Die abschließende Prüfung inklusive Bestätigung der CE-Konformität erfolgte durch die notifizierte Stelle 0036 der TÜV SÜD Industrie Service GmbH.
 
„Parallel zu diesen Prüfungen haben wir metallografische Ausarbeitungen vorgenommen, die insbesondere jene Bereiche abdeckten, wo Unregelmäßigkeiten festgestellt wurden. Betroffen waren auch die Übergangsbereiche zwischen klassischem Werkstoff und additivem Schweißauftrag, dem Hybridbereich. Die metallografische Untersuchung dient vor allem zur Verifizierung der gesammelten Daten aus Parameterüberwachung und mechanisch-technologischer sowie zerstörungsfreier Prüfung. Dabei werden Stichproben entnommen, die eine Aussage darüber ermöglichen, inwieweit der Werkstoff und das verwendete Fertigungsverfahren einwandfrei sind“, erörtert Boche.

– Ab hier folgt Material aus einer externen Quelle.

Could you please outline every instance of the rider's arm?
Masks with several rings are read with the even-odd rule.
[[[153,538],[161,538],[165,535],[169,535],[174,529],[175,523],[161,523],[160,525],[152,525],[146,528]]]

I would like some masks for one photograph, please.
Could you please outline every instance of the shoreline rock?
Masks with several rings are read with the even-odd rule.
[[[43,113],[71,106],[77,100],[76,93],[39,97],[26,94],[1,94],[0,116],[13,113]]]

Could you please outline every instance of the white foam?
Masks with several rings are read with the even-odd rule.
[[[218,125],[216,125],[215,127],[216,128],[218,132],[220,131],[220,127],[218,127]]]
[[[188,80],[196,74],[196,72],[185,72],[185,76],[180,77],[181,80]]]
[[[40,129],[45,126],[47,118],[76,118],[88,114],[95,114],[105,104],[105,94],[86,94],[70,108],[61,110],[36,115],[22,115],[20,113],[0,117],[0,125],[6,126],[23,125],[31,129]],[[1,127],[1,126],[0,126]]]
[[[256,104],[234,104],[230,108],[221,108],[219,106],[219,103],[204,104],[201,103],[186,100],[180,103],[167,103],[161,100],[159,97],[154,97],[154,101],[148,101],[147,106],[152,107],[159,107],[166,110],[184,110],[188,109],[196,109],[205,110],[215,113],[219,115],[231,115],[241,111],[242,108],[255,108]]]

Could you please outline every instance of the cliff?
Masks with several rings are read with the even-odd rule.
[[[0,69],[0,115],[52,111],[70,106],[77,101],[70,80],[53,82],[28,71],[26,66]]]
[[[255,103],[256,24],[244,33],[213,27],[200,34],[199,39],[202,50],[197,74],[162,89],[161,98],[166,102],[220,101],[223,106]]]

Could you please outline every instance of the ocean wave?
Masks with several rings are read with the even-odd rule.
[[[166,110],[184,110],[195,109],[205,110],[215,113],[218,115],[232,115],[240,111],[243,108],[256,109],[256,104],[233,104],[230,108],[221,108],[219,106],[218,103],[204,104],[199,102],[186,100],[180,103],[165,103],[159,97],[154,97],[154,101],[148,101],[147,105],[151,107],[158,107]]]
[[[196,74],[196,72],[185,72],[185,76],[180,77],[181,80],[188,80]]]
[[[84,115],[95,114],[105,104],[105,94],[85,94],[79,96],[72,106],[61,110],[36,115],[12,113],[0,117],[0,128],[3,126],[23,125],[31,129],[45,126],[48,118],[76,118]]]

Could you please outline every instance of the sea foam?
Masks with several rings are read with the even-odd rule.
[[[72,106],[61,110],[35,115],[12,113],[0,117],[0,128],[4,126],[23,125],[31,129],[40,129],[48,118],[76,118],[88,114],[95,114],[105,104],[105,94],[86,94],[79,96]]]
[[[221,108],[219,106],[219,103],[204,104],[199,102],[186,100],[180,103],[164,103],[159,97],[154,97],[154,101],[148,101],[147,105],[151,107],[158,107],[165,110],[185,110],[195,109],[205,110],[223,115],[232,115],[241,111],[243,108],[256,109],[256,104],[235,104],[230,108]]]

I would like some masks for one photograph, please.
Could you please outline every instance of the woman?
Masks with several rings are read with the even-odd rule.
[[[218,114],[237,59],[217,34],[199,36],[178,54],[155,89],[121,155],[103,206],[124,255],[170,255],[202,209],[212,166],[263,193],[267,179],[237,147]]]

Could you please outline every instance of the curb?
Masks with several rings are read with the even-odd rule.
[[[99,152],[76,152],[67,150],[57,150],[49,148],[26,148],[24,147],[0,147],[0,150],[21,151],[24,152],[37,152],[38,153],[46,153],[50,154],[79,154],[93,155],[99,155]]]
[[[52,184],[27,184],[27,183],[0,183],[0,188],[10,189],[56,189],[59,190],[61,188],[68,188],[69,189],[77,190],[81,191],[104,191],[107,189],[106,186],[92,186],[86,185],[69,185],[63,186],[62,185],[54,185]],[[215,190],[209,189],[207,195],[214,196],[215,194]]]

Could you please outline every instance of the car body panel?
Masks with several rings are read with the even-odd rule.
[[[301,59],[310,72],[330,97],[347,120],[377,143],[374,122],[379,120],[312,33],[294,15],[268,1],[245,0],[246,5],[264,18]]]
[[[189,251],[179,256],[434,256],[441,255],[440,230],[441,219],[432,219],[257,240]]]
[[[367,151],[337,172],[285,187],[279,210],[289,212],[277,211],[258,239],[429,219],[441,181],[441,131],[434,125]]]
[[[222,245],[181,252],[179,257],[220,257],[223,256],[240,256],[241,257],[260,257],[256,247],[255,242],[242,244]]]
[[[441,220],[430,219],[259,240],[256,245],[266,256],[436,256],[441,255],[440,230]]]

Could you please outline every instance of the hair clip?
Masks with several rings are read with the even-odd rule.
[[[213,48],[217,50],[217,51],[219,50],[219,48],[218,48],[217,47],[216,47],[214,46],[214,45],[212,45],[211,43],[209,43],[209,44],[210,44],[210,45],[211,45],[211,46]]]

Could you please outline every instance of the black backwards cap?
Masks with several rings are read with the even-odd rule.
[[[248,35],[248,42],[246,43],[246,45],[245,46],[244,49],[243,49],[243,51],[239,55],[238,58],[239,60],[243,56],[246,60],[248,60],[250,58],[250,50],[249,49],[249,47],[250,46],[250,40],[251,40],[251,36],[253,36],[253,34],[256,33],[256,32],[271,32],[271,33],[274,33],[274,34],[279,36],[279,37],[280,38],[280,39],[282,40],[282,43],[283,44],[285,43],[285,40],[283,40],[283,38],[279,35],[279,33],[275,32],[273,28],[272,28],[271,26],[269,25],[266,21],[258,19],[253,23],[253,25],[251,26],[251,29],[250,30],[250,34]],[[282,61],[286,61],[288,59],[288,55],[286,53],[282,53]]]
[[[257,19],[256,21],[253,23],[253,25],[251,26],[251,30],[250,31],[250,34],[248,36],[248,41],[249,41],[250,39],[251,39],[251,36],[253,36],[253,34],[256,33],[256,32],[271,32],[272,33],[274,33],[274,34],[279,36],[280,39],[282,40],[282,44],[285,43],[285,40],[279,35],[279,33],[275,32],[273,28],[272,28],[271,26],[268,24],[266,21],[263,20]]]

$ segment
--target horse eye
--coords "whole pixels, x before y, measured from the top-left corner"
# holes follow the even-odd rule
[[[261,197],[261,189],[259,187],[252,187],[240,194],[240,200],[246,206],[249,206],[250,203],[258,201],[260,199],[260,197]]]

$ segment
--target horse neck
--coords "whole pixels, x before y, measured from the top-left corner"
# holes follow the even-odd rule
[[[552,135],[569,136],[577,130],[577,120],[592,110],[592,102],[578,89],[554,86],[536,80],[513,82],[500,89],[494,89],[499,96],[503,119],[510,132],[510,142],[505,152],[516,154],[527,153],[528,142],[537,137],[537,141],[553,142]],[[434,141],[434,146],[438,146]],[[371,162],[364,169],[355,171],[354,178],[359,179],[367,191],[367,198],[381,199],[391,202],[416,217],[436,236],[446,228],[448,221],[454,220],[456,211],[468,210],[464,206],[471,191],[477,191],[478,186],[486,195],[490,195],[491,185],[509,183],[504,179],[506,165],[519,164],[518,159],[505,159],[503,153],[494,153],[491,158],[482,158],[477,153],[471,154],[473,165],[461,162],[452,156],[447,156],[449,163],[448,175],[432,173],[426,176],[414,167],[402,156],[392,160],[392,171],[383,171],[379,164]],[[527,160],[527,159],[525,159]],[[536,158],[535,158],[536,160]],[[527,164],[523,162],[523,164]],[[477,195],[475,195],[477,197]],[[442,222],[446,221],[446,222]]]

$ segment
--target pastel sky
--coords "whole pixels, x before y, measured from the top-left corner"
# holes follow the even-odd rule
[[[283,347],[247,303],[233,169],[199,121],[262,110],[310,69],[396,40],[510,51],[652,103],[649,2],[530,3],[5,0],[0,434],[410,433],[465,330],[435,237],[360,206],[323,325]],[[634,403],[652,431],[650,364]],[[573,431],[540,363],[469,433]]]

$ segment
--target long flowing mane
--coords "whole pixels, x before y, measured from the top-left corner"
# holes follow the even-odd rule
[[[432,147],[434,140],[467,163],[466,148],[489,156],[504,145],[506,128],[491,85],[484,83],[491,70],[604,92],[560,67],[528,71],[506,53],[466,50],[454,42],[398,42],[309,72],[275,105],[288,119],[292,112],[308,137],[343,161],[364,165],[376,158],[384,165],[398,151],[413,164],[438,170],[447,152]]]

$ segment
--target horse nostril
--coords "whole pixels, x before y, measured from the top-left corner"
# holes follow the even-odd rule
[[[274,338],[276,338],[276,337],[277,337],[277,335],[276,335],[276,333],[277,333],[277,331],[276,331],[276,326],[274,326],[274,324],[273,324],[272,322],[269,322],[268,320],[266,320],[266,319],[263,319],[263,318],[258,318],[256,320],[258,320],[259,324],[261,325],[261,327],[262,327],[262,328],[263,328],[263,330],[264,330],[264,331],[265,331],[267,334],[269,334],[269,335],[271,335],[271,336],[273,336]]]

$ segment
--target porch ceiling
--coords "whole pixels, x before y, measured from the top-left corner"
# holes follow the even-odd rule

Nachdem nun das Konformitätsbewertungsverfahren nach Modul G der europäischen Druckgeräterichtlinie 2014/68/EU in Form einer „Modellqualifikation“ eines additiv gefertigten Druckbehälters mit anschließender CE-Kennzeichnung zur Bestätigung der Einhaltung der Anforderungen dieser EU-Richtlinie abgeschlossen ist, will der Gemeinschaftsarbeitskreis Druckbehälter des Deutschen Instituts für Normung (DIN), vertreten durch Linde Engineering, TÜV-SÜD Industrie Service GmbH, MIGAL.CO und Fronius, die Akzeptanz der additiven Fertigung im Allgemeinen und im Anlagen- und Behälterbau im Besonderen erhöhen.